Questa iniziativa richiama inoltre un passato che non dobbiamo ripetere. Il cosiddetto “Saisonnierstatut”, in vigore fino agli anni Novanta, limitava fortemente i diritti delle lavoratrici e dei lavoratori stranieri: erano ammessi solo temporaneamente, spesso senza la possibilità di ricongiungimento familiare e con poche tutele sociali. Le persone venivano considerate forza lavoro “usa e getta”, accettate solo finché risultavano utili all’economia. Riproporre oggi una logica simile significa fare un passo indietro sul piano dei diritti, ma anche indebolire l’intero mercato del lavoro. Un sistema basato su lavoratori con meno diritti esercita infatti una pressione al ribasso sui salari e sulle condizioni di lavoro di tutti. Non è così che si protegge il lavoro in Svizzera.

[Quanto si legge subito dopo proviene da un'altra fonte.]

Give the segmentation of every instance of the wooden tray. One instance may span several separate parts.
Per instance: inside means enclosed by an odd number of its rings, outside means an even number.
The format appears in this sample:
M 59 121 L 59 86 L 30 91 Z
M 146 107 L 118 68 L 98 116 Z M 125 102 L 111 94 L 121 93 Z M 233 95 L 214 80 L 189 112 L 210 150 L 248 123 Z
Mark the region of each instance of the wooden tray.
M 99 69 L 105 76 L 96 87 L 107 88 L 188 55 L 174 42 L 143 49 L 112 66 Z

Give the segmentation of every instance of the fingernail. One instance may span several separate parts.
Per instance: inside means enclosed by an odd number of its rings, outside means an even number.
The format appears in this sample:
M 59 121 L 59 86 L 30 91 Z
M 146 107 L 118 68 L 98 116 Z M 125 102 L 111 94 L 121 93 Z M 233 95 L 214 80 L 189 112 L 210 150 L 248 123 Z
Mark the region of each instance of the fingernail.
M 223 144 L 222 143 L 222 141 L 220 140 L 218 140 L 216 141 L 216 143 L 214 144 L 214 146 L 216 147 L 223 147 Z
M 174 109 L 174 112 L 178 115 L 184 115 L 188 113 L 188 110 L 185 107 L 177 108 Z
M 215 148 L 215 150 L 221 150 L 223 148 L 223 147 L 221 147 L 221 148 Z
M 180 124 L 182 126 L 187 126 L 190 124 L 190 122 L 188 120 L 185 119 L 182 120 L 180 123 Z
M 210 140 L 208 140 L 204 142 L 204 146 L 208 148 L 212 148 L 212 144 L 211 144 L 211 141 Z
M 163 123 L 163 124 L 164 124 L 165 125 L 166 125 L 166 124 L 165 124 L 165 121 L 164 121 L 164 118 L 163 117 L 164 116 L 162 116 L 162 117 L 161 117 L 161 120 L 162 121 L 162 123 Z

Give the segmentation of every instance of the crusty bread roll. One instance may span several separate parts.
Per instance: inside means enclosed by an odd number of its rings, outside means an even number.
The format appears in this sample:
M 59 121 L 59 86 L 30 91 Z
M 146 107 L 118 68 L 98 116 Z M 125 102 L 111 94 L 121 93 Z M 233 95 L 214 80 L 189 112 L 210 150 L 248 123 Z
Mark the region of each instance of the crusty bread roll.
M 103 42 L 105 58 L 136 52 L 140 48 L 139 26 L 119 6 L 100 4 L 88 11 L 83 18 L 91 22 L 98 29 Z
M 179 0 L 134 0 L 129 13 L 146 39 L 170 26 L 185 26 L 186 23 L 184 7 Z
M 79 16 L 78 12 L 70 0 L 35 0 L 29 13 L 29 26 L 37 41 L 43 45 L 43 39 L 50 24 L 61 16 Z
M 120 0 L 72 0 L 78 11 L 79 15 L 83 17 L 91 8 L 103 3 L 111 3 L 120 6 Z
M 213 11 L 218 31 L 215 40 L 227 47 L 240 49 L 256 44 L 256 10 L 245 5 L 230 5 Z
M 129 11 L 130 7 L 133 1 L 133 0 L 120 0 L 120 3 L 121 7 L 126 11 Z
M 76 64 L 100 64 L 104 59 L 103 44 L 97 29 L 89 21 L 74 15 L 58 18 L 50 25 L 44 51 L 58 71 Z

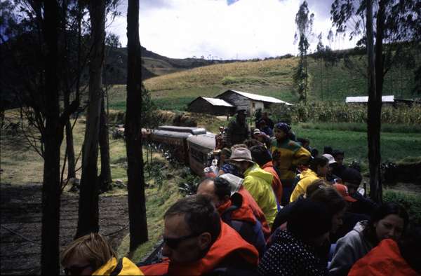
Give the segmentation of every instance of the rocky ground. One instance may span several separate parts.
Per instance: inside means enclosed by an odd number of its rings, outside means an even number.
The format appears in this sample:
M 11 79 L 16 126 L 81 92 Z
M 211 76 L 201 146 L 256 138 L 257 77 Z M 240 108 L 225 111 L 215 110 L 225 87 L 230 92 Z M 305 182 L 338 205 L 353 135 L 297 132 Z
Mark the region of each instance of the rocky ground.
M 40 184 L 22 186 L 0 184 L 1 274 L 40 274 Z M 60 250 L 73 240 L 77 226 L 76 193 L 62 195 Z M 128 231 L 128 211 L 125 195 L 100 197 L 100 233 L 114 248 Z

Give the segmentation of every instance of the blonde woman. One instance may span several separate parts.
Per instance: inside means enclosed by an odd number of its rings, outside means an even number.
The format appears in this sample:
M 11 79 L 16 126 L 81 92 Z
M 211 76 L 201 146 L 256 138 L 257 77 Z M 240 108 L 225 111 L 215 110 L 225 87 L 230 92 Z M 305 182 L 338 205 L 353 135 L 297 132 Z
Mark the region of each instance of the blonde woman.
M 61 265 L 67 275 L 143 275 L 128 258 L 118 260 L 108 242 L 98 233 L 70 242 L 62 253 Z

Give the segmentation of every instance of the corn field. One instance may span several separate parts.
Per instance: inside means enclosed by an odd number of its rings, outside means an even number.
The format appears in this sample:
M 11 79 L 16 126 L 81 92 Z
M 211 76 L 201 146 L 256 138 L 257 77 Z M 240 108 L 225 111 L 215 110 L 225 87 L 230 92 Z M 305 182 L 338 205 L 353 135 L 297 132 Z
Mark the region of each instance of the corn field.
M 338 102 L 297 104 L 286 108 L 272 107 L 270 113 L 276 121 L 288 123 L 329 122 L 365 123 L 367 120 L 366 105 L 346 104 Z M 382 123 L 391 124 L 421 124 L 421 105 L 397 104 L 383 106 Z

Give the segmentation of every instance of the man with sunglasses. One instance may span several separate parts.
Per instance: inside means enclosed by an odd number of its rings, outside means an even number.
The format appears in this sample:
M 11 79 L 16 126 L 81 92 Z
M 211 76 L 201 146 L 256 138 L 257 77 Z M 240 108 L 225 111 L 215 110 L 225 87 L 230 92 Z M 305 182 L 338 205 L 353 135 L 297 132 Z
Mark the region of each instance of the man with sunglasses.
M 199 275 L 255 268 L 258 251 L 220 220 L 208 196 L 182 198 L 163 218 L 162 254 L 167 258 L 140 267 L 145 275 Z

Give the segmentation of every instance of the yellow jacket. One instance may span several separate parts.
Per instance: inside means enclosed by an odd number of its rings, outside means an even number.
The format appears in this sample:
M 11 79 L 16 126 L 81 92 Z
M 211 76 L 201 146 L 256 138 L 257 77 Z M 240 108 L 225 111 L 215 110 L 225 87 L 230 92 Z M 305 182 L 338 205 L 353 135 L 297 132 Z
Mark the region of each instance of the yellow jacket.
M 316 179 L 319 179 L 320 177 L 317 176 L 317 174 L 310 169 L 307 169 L 301 172 L 300 174 L 300 181 L 297 184 L 295 188 L 293 191 L 293 193 L 291 193 L 291 197 L 290 198 L 290 202 L 293 201 L 295 201 L 300 195 L 302 195 L 305 193 L 307 191 L 307 188 Z
M 118 271 L 119 270 L 120 271 Z M 114 271 L 115 270 L 115 271 Z M 114 273 L 113 273 L 114 272 Z M 120 261 L 112 258 L 107 263 L 97 269 L 93 275 L 143 275 L 142 270 L 127 258 L 123 258 Z
M 270 172 L 264 171 L 255 164 L 244 172 L 243 182 L 243 186 L 256 201 L 271 227 L 278 214 L 276 198 L 272 188 L 273 177 Z
M 289 139 L 286 139 L 280 143 L 276 139 L 273 139 L 271 142 L 270 152 L 277 164 L 281 181 L 295 177 L 297 165 L 306 163 L 312 156 L 309 151 Z

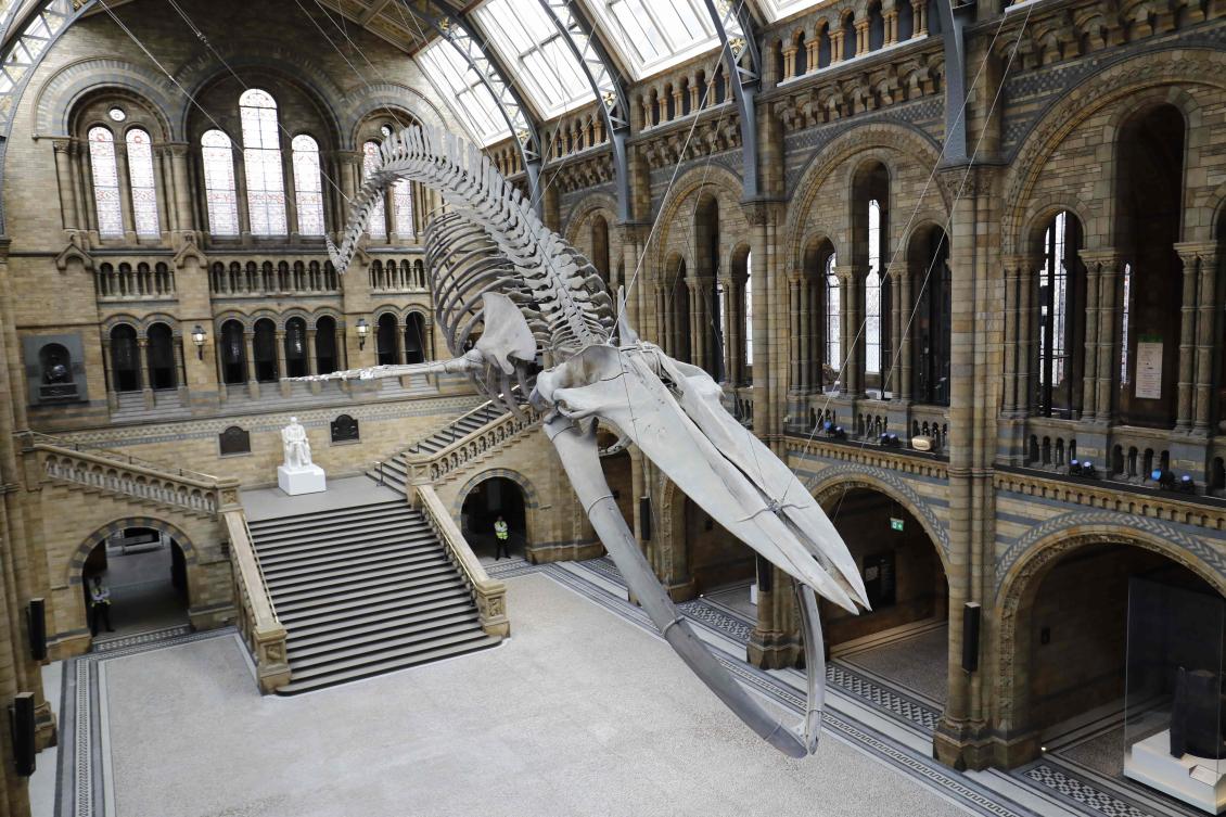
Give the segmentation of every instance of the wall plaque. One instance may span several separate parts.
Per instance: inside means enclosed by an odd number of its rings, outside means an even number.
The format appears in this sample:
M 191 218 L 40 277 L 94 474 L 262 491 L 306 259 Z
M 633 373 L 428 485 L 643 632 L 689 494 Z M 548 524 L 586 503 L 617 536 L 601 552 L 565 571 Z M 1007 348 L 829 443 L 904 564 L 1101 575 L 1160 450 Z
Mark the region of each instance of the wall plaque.
M 1162 399 L 1162 342 L 1137 342 L 1137 396 L 1141 400 Z

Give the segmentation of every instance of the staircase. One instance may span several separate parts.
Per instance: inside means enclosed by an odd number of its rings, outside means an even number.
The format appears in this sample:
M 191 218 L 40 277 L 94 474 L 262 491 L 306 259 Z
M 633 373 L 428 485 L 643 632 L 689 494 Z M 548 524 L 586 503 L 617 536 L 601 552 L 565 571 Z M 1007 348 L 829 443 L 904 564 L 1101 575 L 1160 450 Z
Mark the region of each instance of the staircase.
M 477 429 L 488 426 L 505 413 L 505 410 L 495 406 L 493 402 L 482 404 L 468 413 L 461 415 L 429 437 L 413 443 L 400 454 L 384 460 L 380 462 L 378 469 L 368 471 L 368 475 L 371 478 L 380 480 L 384 485 L 403 493 L 405 485 L 408 482 L 408 458 L 417 459 L 436 454 L 451 443 L 455 443 L 456 440 L 472 434 Z
M 295 694 L 498 644 L 463 577 L 402 499 L 251 521 Z

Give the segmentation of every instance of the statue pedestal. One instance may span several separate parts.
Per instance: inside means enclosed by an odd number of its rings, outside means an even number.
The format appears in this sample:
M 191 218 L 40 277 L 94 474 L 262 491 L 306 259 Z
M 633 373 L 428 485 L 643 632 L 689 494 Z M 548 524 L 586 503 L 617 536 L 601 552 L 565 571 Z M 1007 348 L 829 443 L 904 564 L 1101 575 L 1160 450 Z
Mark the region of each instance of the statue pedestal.
M 1210 815 L 1226 810 L 1226 775 L 1217 772 L 1221 761 L 1195 754 L 1171 757 L 1170 747 L 1167 729 L 1133 743 L 1124 756 L 1124 777 Z
M 303 465 L 299 467 L 278 465 L 277 485 L 291 497 L 297 497 L 300 493 L 327 491 L 327 480 L 324 477 L 324 469 L 318 465 Z

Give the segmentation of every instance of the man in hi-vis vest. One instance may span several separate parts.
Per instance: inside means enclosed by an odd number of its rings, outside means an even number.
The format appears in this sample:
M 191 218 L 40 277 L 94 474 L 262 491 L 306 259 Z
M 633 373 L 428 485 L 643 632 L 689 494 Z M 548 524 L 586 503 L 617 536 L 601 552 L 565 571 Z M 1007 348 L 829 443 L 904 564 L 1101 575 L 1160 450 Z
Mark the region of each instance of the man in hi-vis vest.
M 503 558 L 511 558 L 510 551 L 506 550 L 506 542 L 510 539 L 510 534 L 506 532 L 506 520 L 498 516 L 498 521 L 494 523 L 494 537 L 498 539 L 498 550 L 494 552 L 494 561 Z

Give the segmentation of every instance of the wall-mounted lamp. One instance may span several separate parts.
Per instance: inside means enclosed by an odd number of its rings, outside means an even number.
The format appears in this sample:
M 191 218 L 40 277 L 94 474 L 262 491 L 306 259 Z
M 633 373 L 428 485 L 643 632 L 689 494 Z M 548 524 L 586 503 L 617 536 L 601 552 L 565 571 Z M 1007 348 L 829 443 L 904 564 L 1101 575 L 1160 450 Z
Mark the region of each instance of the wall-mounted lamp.
M 196 345 L 196 358 L 205 359 L 205 328 L 196 324 L 195 329 L 191 330 L 191 342 Z

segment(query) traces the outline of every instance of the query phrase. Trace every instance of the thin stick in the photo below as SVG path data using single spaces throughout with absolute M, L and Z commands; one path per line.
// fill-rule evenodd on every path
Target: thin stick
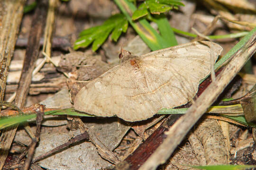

Inoltre, questa iniziativa metterebbe in pericolo gli accordi bilaterali con l’Unione Europea, fondamentali per la stabilità economica e per le opportunità delle giovani generazioni. Il rischio è anche quello di aggravare la già presente carenza di personale qualificato, soprattutto in ambiti cruciali come la sanità. Si tratta quindi di una proposta che non solo non risolve i problemi, ma rischia di crearne di nuovi, alimentando divisioni e indebolendo la coesione sociale. Per tutte queste ragioni, è importante votare convintamente NO.
NO alla modifica della legge sul servizio civile
Il servizio civile rappresenta un sostegno concreto alla nostra società. Ogni anno centinaia di giovani prestano servizio in ospedali, case anziani, scuole, progetti ambientali e attività sociali che sono particolarmente importanti anche nelle regioni periferiche e di montagna.
La revisione della legge vuole rendere più difficile l’accesso al servizio civile attraverso nuove restrizioni burocratiche e ostacoli inutili. Questo indebolirebbe un sistema che funziona e che porta benefici reali alla collettività. In molte regioni discoste, dove il personale spesso manca, il contributo dei civilisti è prezioso per mantenere servizi e attività di utilità pubblica.
Limitare il servizio civile significa anche ridurre la libertà di scelta dei giovani che desiderano impegnarsi in modo responsabile e utile per la società. Invece di penalizzare questo impegno, dovremmo valorizzarlo e rafforzarlo.
Vassella, Liver e Pianta in Gran Consiglio – Peter Peyer in Governo
In vista delle elezioni cantonali, raccomandiamo di sostenere con convinzione la lista 6 e quindi le candidate e i candidati del Partito Socialista.
In modo particolare vi invitiamo a votare Mattia Pianta nel circolo di Brusio e Davide Vassella e Selina Liver nel circolo di Poschiavo. Inoltre, sosteniamo Peter Peyer per il Governo.
Un Grigioni forte si costruisce investendo nella coesione sociale, nella solidarietà e nello sviluppo equilibrato di tutte le regioni, non attraverso chiusure o divisioni. Per questo è fondamentale fare scelte responsabili e orientate al bene comune.